Hong Kong e EUA; o ping pong

"Entre Inimigos" é um "remake" de um filme de Hong Kong, "Infiltrados" ("Infernal Affairs", no título em língua inglesa), de Andrew Lau. O jogo de "ping pong" entre os asiáticos e os americanos já vai avançado, por entre vénias, reconhecimentos e agradecimentos - e na América tem sido Quentin Tarantino o principal praticante.

Mais clássico do que Tarantino (em termos de formação e referências), e também mais influente do que ele (a sua invenção, nos anos 70 de uma "estilização" da violência urbana, é algo que se reflecte em muito cinema asiático posterior), é curioso ver Scorsese a responder por sua vez ao serviço, fazendo um "remake" americano de um policial urbano de Hong Kong.

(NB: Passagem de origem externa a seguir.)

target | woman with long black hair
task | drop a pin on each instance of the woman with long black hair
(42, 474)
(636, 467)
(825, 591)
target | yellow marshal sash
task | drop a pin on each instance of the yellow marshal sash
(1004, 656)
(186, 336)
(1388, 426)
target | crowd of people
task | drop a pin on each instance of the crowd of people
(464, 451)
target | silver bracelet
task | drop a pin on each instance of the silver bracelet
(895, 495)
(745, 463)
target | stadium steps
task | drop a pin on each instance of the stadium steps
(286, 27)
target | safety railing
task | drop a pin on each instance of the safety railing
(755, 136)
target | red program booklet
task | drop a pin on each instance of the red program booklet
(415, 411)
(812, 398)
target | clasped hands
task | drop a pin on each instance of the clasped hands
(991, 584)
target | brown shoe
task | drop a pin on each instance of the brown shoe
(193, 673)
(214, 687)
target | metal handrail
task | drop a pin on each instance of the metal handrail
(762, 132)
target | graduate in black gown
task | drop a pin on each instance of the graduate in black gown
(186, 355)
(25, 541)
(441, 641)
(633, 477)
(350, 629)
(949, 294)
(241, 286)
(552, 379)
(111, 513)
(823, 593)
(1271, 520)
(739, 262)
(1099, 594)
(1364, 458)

Valha a verdade que "Infiltrados" não era um filme "típico" - mais interiorizado e menos espalhafatoso do que outro cinema asiático nesta linha, com uma espécie de desejo "metafísico" que se exprimia através da redução das personagens a pouco mais do que silhuetas arquetípicas (e, sendo "psicológico", era-o mais a partir dos estatutos das personagens do que das suas biografias). Nesse aspecto era um filme cuja dureza e sobriedade estabeleciam uma ponte muito directa para a tradição do policial americano clássico. É curioso, portanto, que Scorsese dinamite esse lado discreto e sussurrado de "Infiltrados", multiplicando-lhe a exuberância espectacular e instilando-lhe um fôlego de saga, pessoal (com personagens muito mais "cheias", e no caso de Jack Nicholson, que suga tudo à sua volta, excessivas) mas também colectiva. Será esta questão "colectiva", em termos de princípio, a fundamental marca distintiva de "Entre Inimigos": William Monahan (o argumentista) e Martin Scorsese pegam na história original e fazem-na reflectir-se no ambiente da imigração irlandesa (em Boston) e nos seus pequenos submundos do crime organizado. Como caldeirão, é estimulante: uma história de Hong Kong, nas mãos de um ítalo-americano, sobre os irlandeses do Massachusetts.

Voltamos ao "ping pong": se Scorsese "serviu" há trinta e tal anos, não parece assim tão interessado em responder, agora, ao "serviço". Faz o seu jogo - faz "Scorsese", na banda sonora (a remeter para "Tudo Bons Rapazes"), nas auto-citações, e faz, se calhar, um bocadinho a mais (ou demasiado explicitamente). E quando "refere", remete para as suas referências, não para Hong Kong - por exemplo, e é quase uma brincadeira, citando os primeiros três ou quatro planos da cena do chuveiro em "Psico". A Irlanda, por sua vez, é a Irlanda que Scorsese melhor conhece: a Irlanda de cinema, vinda através de um "clip" do "Denunciante" de John Ford, ou duma menção ao "Bom Pastor" de Leo McCarey. As suas vénias são essas, e é a esse "serviço" que, como sempre, lhe interessa responder.